Her eyes met his, a wry smile in their depths. “When you foisted that cat on me.”
Deliberately, he held her gaze. “When I foisted myself on you.”
Her throat moved as she swallowed. But she was not distracted, his Elizabeth. “You were going to tell me about Zack.”
“Tomorrow,” he said.
She searched his face. “He’s really all right?”
“He is fine.” Gau’s threat beat in his brain.
“I will take them from you. The woman and the child both.”
His jaw set. “I swear it.”
Elizabeth exhaled, her shoulders relaxing. “The clinic closes at two. Say, sometime after that?”
He would have another day with her, he thought. The relief he felt was new and troubling. “Tomorrow afternoon,” he agreed. “We will go to the beach.”
Her brows drew together. “The beach? But . . .”
“To talk about Zack,” he added.
“All right,” she said slowly. “If that’s what you want.”
It was not what he wanted at all. But he owed her the truth.
He could not rob her of their son without offering her even an explanation in return.
The next afternoon, Zack loaded groceries into the back of an SUV while its owner watched him closely. Like he was going to steal her beer or break her eggs or something.
“Thank you for shopping at Wiley’s,” he said before he closed the hatch.
Which was stupid, they were on a fricking island, where else was she going to shop? But Wiley said to say it, and Wiley was paying him, so he did.
He pushed her empty cart out of the way while the SUV backed up. The overcast parking lot was still half-full of cars from the two o’clock ferry. He jammed carts together, feeling the impact in his shoulders. He was stiff and sore from the night before, from hauling boxes and from the other thing.
The shark thing.
His throat closed. The parking lot blurred like the world underwater.
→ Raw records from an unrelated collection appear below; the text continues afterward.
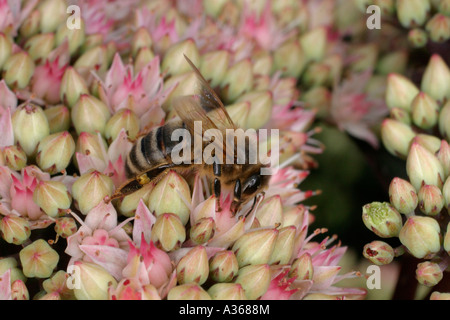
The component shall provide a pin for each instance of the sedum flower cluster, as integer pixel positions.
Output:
(74, 95)
(418, 209)
(424, 21)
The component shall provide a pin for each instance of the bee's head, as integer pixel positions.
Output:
(248, 188)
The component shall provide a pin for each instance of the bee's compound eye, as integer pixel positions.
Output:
(252, 184)
(143, 179)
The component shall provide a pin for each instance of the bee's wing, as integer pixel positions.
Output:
(210, 102)
(206, 107)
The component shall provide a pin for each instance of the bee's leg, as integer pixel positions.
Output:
(217, 169)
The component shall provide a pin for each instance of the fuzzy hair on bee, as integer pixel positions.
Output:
(151, 155)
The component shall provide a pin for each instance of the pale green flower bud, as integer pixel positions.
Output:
(55, 152)
(293, 216)
(52, 196)
(19, 291)
(40, 46)
(58, 283)
(143, 58)
(262, 63)
(227, 291)
(444, 157)
(15, 229)
(284, 246)
(431, 200)
(53, 14)
(174, 62)
(18, 70)
(185, 83)
(424, 111)
(436, 79)
(447, 239)
(239, 112)
(290, 59)
(168, 232)
(90, 114)
(446, 193)
(379, 252)
(214, 66)
(193, 267)
(255, 247)
(319, 99)
(214, 7)
(418, 38)
(13, 157)
(400, 115)
(402, 196)
(423, 167)
(260, 108)
(444, 121)
(396, 137)
(75, 38)
(302, 268)
(91, 188)
(420, 235)
(91, 144)
(92, 40)
(93, 58)
(314, 44)
(122, 119)
(316, 74)
(412, 13)
(270, 212)
(429, 142)
(15, 272)
(439, 296)
(169, 196)
(72, 87)
(238, 80)
(366, 57)
(382, 219)
(254, 279)
(223, 266)
(429, 273)
(94, 281)
(400, 92)
(58, 118)
(30, 127)
(141, 39)
(188, 291)
(5, 49)
(202, 230)
(38, 259)
(439, 28)
(128, 205)
(31, 24)
(65, 227)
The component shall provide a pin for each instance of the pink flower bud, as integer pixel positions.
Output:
(227, 291)
(420, 235)
(38, 259)
(193, 267)
(254, 279)
(379, 252)
(223, 266)
(429, 273)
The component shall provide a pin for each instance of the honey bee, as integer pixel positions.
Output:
(150, 157)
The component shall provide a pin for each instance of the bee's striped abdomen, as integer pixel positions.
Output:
(152, 150)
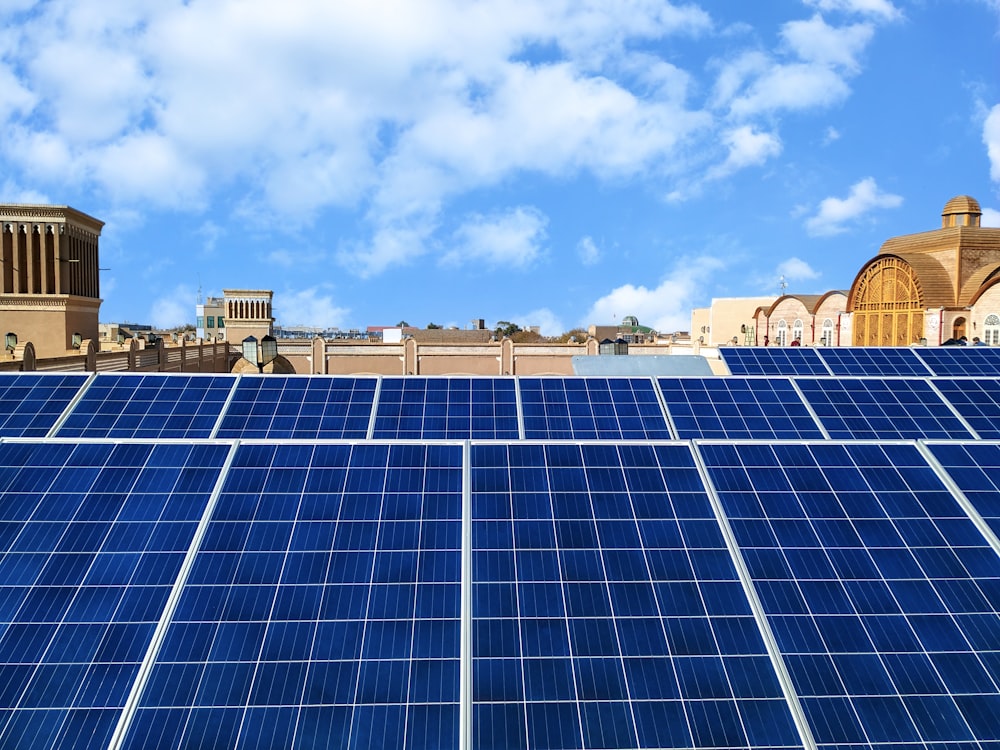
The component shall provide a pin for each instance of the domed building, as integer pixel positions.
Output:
(931, 286)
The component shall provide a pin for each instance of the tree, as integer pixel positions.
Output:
(506, 328)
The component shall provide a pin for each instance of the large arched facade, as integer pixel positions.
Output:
(887, 304)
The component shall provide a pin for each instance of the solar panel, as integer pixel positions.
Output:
(92, 537)
(301, 407)
(446, 408)
(866, 408)
(737, 408)
(323, 607)
(606, 608)
(864, 360)
(148, 406)
(591, 408)
(977, 400)
(975, 468)
(881, 593)
(961, 360)
(772, 360)
(31, 403)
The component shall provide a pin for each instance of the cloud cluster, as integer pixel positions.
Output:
(665, 307)
(394, 110)
(835, 214)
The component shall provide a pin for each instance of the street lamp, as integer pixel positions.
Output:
(260, 352)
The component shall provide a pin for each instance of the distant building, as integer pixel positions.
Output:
(728, 319)
(629, 330)
(49, 277)
(809, 319)
(247, 312)
(931, 286)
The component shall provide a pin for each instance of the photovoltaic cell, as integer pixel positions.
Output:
(772, 360)
(606, 608)
(955, 361)
(30, 403)
(91, 540)
(280, 407)
(322, 609)
(867, 408)
(881, 593)
(591, 408)
(148, 406)
(887, 361)
(975, 467)
(737, 408)
(977, 400)
(446, 408)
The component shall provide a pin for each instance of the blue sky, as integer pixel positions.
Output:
(550, 162)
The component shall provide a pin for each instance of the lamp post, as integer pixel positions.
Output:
(260, 352)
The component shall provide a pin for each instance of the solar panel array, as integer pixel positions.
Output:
(792, 561)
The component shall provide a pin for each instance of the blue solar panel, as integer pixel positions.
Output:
(977, 400)
(278, 407)
(446, 408)
(955, 361)
(606, 608)
(866, 408)
(31, 403)
(894, 361)
(322, 609)
(881, 593)
(591, 408)
(772, 360)
(737, 408)
(92, 538)
(148, 406)
(975, 467)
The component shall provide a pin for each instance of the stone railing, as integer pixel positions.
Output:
(135, 356)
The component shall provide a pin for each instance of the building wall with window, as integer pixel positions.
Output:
(210, 319)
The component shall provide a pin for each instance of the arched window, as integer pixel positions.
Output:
(827, 337)
(991, 330)
(797, 331)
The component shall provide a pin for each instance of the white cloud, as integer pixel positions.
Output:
(991, 137)
(834, 213)
(747, 147)
(173, 308)
(310, 307)
(548, 322)
(510, 240)
(665, 307)
(210, 232)
(882, 9)
(818, 42)
(796, 269)
(794, 86)
(587, 251)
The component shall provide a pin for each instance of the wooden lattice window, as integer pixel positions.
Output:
(888, 305)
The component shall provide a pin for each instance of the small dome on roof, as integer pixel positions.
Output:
(961, 211)
(962, 204)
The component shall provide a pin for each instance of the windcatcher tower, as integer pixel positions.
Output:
(49, 277)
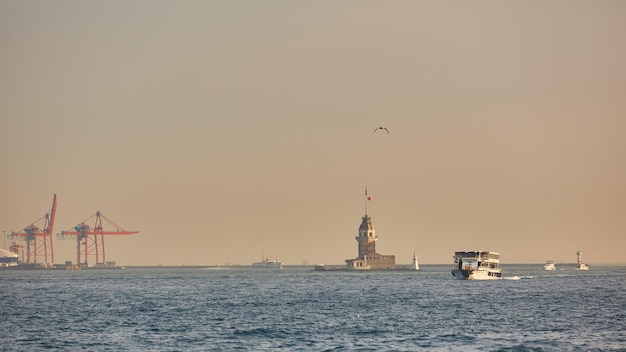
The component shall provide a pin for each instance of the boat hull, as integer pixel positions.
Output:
(477, 274)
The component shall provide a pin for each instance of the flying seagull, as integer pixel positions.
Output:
(381, 128)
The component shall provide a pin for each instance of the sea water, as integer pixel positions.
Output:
(298, 309)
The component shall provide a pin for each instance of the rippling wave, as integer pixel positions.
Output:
(297, 309)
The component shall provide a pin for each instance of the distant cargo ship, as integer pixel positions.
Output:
(8, 259)
(269, 263)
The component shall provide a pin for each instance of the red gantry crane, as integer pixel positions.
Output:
(90, 239)
(38, 240)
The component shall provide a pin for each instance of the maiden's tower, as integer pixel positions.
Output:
(368, 259)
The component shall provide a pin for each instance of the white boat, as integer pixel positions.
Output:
(8, 259)
(579, 263)
(549, 265)
(476, 265)
(269, 263)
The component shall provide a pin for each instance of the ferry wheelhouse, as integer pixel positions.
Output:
(476, 265)
(549, 265)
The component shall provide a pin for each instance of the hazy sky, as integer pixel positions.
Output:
(221, 129)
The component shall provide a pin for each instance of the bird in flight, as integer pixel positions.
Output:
(381, 128)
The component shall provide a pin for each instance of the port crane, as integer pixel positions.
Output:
(90, 239)
(38, 240)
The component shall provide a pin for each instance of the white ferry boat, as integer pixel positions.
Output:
(8, 259)
(269, 263)
(476, 265)
(549, 265)
(579, 263)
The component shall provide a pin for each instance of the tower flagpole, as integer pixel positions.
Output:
(366, 202)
Blinking fiercely, he grabbed at another cart. What was he going to do? He couldn’t escape what he was anymore. Couldn’t hide. Not with Morgan here, watching him. Knowing.
Sweat broke out on his face. What if Mom found out? Or Em. He felt sick to his stomach just thinking about it, guilty and excited and miserable. He’d always known he was different from the rest of his family, but at least when his dad . . . when Ben was alive, he’d felt like he belonged.
Where did he belong now?
He should never have left them alone last night, his mother and Morgan. The words ran together in his head,
hismotherandmorgan
, making him uneasy in a different way.
Had he told her yet? Maybe not. Probably not. She hadn’t said anything this morning. Just drank her coffee and packed Emily’s lunch and asked him the usual mom sort of questions. But it was getting harder and harder for both of them to pretend that everything was normal. That
he
was normal.
Morgan’s deep voice rolled in his head.
“You are not a freak. You are finfolk.”
Whatever.
At least while he was at work he could forget for a little while. He rolled the carts toward the store entrance, letting their rattle jar his arms and fill his head.
He wasn’t going to think about it. Any of it.
He dumped the carts at the front of the store. While he was outside loading groceries, Wiley had taken his place bagging for the older cashier, Dot. Which meant . . .
Gritting his teeth, Zack walked to the station at the end of Stephanie’s checkout line.
She tossed her red-black hair without looking at him. “Where were you?”
“I had to take some woman’s groceries out to her car. Paper or plastic?” he asked the customer.
“Oh, plastic.”
Stephanie’s hands never missed a beat, pushing, weighing, ringing up the items sliding past her register. Her nails today were painted dark purple. “I meant last night.”
His mind slid away from the memory of the orb and the cold, terrifying rush through the water.
“I was here.” He piled cold cuts into a plastic bag, topped off with napkins. “Working.”